Director, Molecular Epidemiology
Department of Environmental Health
University of Cincinnati, College of Medicine
Exploring the link between tobacco smoke exposure and pediatric asthma
This new research opportunity will empower the search for targeted, personalized therapies.
The Recovery Act has enabled us to direct our research in tobacco smoke exposure and pediatric asthma. This new direction explores the associations of childhood asthma with the genetics of oxidative stress, which causes damage to cells, as well as the genetics of the metabolism of nicotine and cotinine that are chemicals related to smoking. This particular study is specifically designed to identify genetic variation that affects levels of nicotine and cotinine and our body's defense responses to oxidative stress with respect to pediatric asthma. The Recovery Act funding has enabled us to retain the position of a post-doctoral associate and created a new position for a full-time research assistant in the laboratory. Further, we contributed to the economy by purchasing genotyping services from a large US-based company. This will allow us to look at hundreds of genetic variants for each person at the same time. This new research opportunity will empower the search for targeted, personalized therapies, and identify children that are genetically at higher risk for airway disease.
James Fleet, Ph.D.
Professor, Foods and Nutrition
Purdue University, College of Consumer and Family Sciences
Determining the relationship between genes, diet, and bone health
I'm very grateful for the investment the American people have made in my research.
Very few people consume what the nutrition community feels is an adequate amount of calcium in their diet. My ARRA funded project is examining gene and diet interactions that affect bone health. This work is at the core of increasing our understanding of how genetic variation affects an individuals dietary requirements. We're answering the question: "What are the genetic determinants of the ability to protect bone under the stress of inadequate dietary calcium intake?"

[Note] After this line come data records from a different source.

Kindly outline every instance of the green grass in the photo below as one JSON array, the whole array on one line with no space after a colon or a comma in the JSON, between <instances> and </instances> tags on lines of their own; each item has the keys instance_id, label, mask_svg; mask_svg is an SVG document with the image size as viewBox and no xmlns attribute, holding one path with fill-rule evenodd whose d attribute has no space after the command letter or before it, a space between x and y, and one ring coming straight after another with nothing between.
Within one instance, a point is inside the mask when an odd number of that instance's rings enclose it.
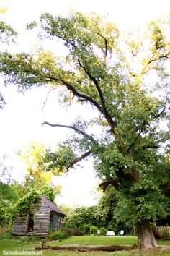
<instances>
[{"instance_id":1,"label":"green grass","mask_svg":"<svg viewBox=\"0 0 170 256\"><path fill-rule=\"evenodd\" d=\"M122 236L122 237L102 237L102 236L71 236L67 239L60 242L49 242L49 245L63 245L63 244L79 244L80 246L87 246L91 244L132 244L138 243L138 238L135 236ZM159 244L170 245L170 241L158 241ZM5 251L33 251L35 247L40 247L41 243L22 242L14 239L0 240L0 255L3 255L3 250ZM143 254L138 250L120 251L113 252L79 252L68 251L42 251L43 256L169 256L170 250L160 249L154 252Z\"/></svg>"},{"instance_id":2,"label":"green grass","mask_svg":"<svg viewBox=\"0 0 170 256\"><path fill-rule=\"evenodd\" d=\"M133 244L138 243L138 238L135 236L71 236L68 239L55 242L53 243L53 245L63 244L79 244L80 245L91 245L91 244ZM50 245L50 243L48 244Z\"/></svg>"}]
</instances>

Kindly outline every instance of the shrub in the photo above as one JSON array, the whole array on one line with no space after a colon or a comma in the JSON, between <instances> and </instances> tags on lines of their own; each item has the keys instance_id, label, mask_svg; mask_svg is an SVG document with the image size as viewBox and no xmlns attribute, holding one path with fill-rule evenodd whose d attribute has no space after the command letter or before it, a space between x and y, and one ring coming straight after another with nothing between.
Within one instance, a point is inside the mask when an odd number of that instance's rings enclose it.
<instances>
[{"instance_id":1,"label":"shrub","mask_svg":"<svg viewBox=\"0 0 170 256\"><path fill-rule=\"evenodd\" d=\"M66 229L66 232L69 236L83 236L84 234L84 231L74 229Z\"/></svg>"},{"instance_id":2,"label":"shrub","mask_svg":"<svg viewBox=\"0 0 170 256\"><path fill-rule=\"evenodd\" d=\"M12 234L11 231L7 231L6 233L0 234L0 240L2 239L12 239Z\"/></svg>"},{"instance_id":3,"label":"shrub","mask_svg":"<svg viewBox=\"0 0 170 256\"><path fill-rule=\"evenodd\" d=\"M170 240L170 234L168 226L164 226L161 235L162 240Z\"/></svg>"},{"instance_id":4,"label":"shrub","mask_svg":"<svg viewBox=\"0 0 170 256\"><path fill-rule=\"evenodd\" d=\"M85 225L84 225L83 229L84 229L84 234L90 234L90 225L85 224Z\"/></svg>"},{"instance_id":5,"label":"shrub","mask_svg":"<svg viewBox=\"0 0 170 256\"><path fill-rule=\"evenodd\" d=\"M93 236L97 236L97 227L95 226L91 226L90 234Z\"/></svg>"},{"instance_id":6,"label":"shrub","mask_svg":"<svg viewBox=\"0 0 170 256\"><path fill-rule=\"evenodd\" d=\"M107 229L105 229L105 228L99 229L99 234L101 236L106 236L106 234L107 234Z\"/></svg>"},{"instance_id":7,"label":"shrub","mask_svg":"<svg viewBox=\"0 0 170 256\"><path fill-rule=\"evenodd\" d=\"M69 236L68 232L66 231L55 231L49 234L48 239L49 240L62 240L68 238Z\"/></svg>"}]
</instances>

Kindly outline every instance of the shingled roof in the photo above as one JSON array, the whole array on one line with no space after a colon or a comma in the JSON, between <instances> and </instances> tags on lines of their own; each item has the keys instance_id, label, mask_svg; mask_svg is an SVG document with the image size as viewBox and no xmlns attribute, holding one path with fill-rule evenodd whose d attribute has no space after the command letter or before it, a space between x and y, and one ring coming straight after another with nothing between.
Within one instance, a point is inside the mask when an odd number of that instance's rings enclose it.
<instances>
[{"instance_id":1,"label":"shingled roof","mask_svg":"<svg viewBox=\"0 0 170 256\"><path fill-rule=\"evenodd\" d=\"M44 195L40 195L40 198L48 206L50 207L50 208L51 208L52 210L58 213L62 214L64 216L66 216L66 214L62 212L62 210L61 210L53 202L52 202L50 200L47 199Z\"/></svg>"}]
</instances>

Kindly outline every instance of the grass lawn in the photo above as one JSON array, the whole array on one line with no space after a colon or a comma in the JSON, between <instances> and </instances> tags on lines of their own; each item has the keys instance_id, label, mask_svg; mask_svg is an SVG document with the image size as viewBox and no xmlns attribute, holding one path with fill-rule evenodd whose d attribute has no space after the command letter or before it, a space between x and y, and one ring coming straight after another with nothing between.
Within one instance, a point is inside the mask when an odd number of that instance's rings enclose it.
<instances>
[{"instance_id":1,"label":"grass lawn","mask_svg":"<svg viewBox=\"0 0 170 256\"><path fill-rule=\"evenodd\" d=\"M49 242L49 245L63 245L63 244L79 244L82 246L87 245L99 245L99 244L132 244L134 243L138 243L138 239L135 236L122 236L122 237L102 237L102 236L71 236L66 240L61 242ZM159 244L170 246L170 241L159 241ZM22 242L14 239L6 239L0 240L0 255L3 255L3 251L29 251L36 252L36 255L40 255L40 251L34 251L35 247L41 246L40 242ZM11 255L11 254L10 254ZM13 254L14 255L16 254ZM24 253L22 254L24 255ZM27 255L27 254L24 254ZM28 254L27 255L31 255ZM33 255L33 254L32 254ZM42 255L43 256L143 256L143 255L161 255L161 256L169 256L170 249L166 249L161 250L158 249L154 253L150 252L149 254L143 254L138 250L131 251L117 251L113 252L69 252L69 251L50 251L50 250L42 250Z\"/></svg>"}]
</instances>

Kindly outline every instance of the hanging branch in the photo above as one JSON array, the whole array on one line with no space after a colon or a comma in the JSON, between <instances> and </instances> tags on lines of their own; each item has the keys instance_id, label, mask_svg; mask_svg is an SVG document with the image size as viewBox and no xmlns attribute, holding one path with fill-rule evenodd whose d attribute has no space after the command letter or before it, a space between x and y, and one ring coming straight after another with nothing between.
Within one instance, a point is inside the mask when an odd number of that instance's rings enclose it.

Because of the ARRA funding I have been able to hire two new people in my lab. In addition to helping us complete the proposed work, this has helped make my research environment more vibrant. I'm very grateful for the investment that NIEHS and the American people have made in my research. This work will lay a critical foundation for my research group for years to come and may eventually lead to personalized recommendations that target people with increased calcium needs.
Christoph Vogel, Ph.D.
Associate Research Scientist of Environmental Toxicology
University of California Davis
Exploring the importance of a receptor protein, the aryl hydrocarbon receptor (AhR), to cellular function in the immune system
The Recovery Act funding has enabled us to explore the importance of a receptor protein, the aryl hydrocarbon receptor (AhR), to cellular function in the immune system. This study will help to understand how environmental toxicants like dioxin or dioxin-like compounds, which activate the AhR, affect critical functions of the immune system and lead to disorders such as autoimmune diseases, allergy and immunodeficiency. It may also provide opportunities to develop new substances that can be used to manipulate the immune system and allow for effective preventative measures.
The Recovery Act funding has enabled us to support the position of a specialist, a post-graduate researcher and an associate research scientist in our laboratory. Further, we are able to train and support two undergraduate students on this project.